Llegó al Windsurf de casualidad y hoy está entre los diez mejores de la Argentina. Viene de salir 48º en el Mundial de España, entre 78 timoneles.

Tomás Correa tiene 19 años y está entre los diez mejores windsurfistas de la Argentina. En su primera experiencia mundialista terminó en el puesto 48, entre 78 participantes. Tiene unas condiciones bárbaras. El agua es su hábitat natural.

Sus inicios fueron en el longboard, pero su papá no estaba muy convencido que practicara esta disciplina. Un día fue con la familia a pasear a La Florida, vio como algunos chicos hacían windsurf, miró de reojo, no muy convencido, se metió a probar. No fue amor a primera vista, pero después se dio cuenta que era su deporte favorito. Lo abraza desde 2011. Nunca más dejó de practicar. Le vieron pasta. Y comenzó a hacerlo más profesional. Es el número uno de San Luis.

Tomi compite en raceboard. En esta divisional se puede navegar con cualquier tipo de viento. Es una categoría muy técnica. Este pibe, de 18 años, sabe que el entrenamiento es de vital importancia. Se las ingenia para dividir su tiempo. Practica tres veces a la semana. Apunta alto. El buen resultado en el Mundial de España fue una inyección de ánimo. Se dio cuenta que puede dar ese salto de calidad que necesita para competir a nivel internacional. Tuvo que adaptarse al mar, ya que acá lo hace en agua planchada. La diferencia se nota, pero a pesar de eso, Tomás se dio mañas para estar en la pelea entre casi 80 timoneles de varias partes del mundo.

El Mundial fue el primer paso de muchos que seguramente dará. Tiene a favor el potencial de la edad, el peso y la fuerza. Mide 1,68  y pesa 64 kilos. La otra gran ventaja es que empezó de chico y esa experiencia adquirida a tan corta edad  jugará siempre a su favor.

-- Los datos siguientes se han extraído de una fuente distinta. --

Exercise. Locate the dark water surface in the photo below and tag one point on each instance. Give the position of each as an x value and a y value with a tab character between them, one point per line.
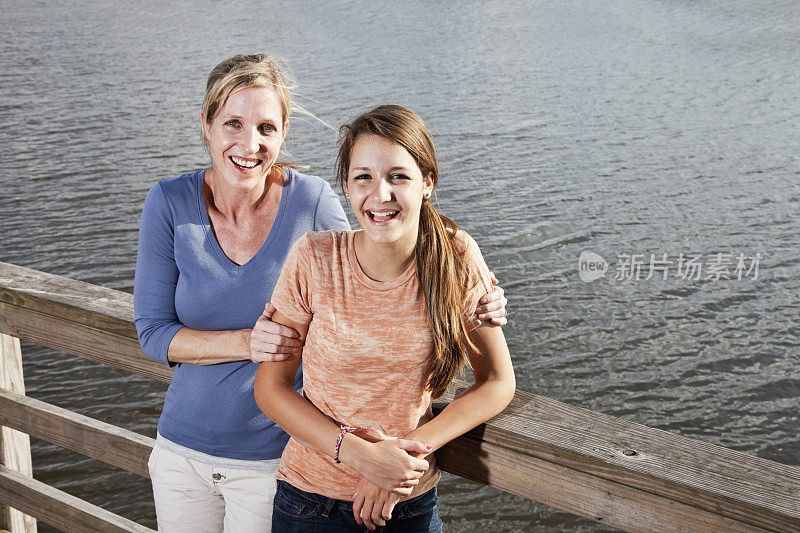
627	127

Es muy estratega y estudia mucho cada competencia. Sigue por internet distintas pruebas para sacar cosas que lo puedan hacer crecer. Es muy observador. Está en todos los detalles. Un deportista que quiere estar en la élite no puede dejar nada librado al azar, ni descuidar el más mínimo detalle, y en todo eso está Tomás.

Nunca soñó con un Mundial. De chico era feliz haciendo longboard, hasta que se enamoró del windsurf. Empezó tímidamente, hasta que un día se lo tomó en serio y se dio cuenta que tenía capacidad para llegar. Ser el mejor de San Luis y el número de diez de Argentina no le nubla la vista. En su horizonte está ir a otro Mundial. Mejorar el puesto 48, y demostrar y demostrarse que está para grandes cosas.

El agua le da paz. Se mezcla el deporte con la naturaleza. Un lindo cóctel para disfrutar haciendo lo que más le gusta. Tomás Correa, que llegó al windsurf de casualidad, ahora es un diamante en bruto que busca más gloria de la que tiene.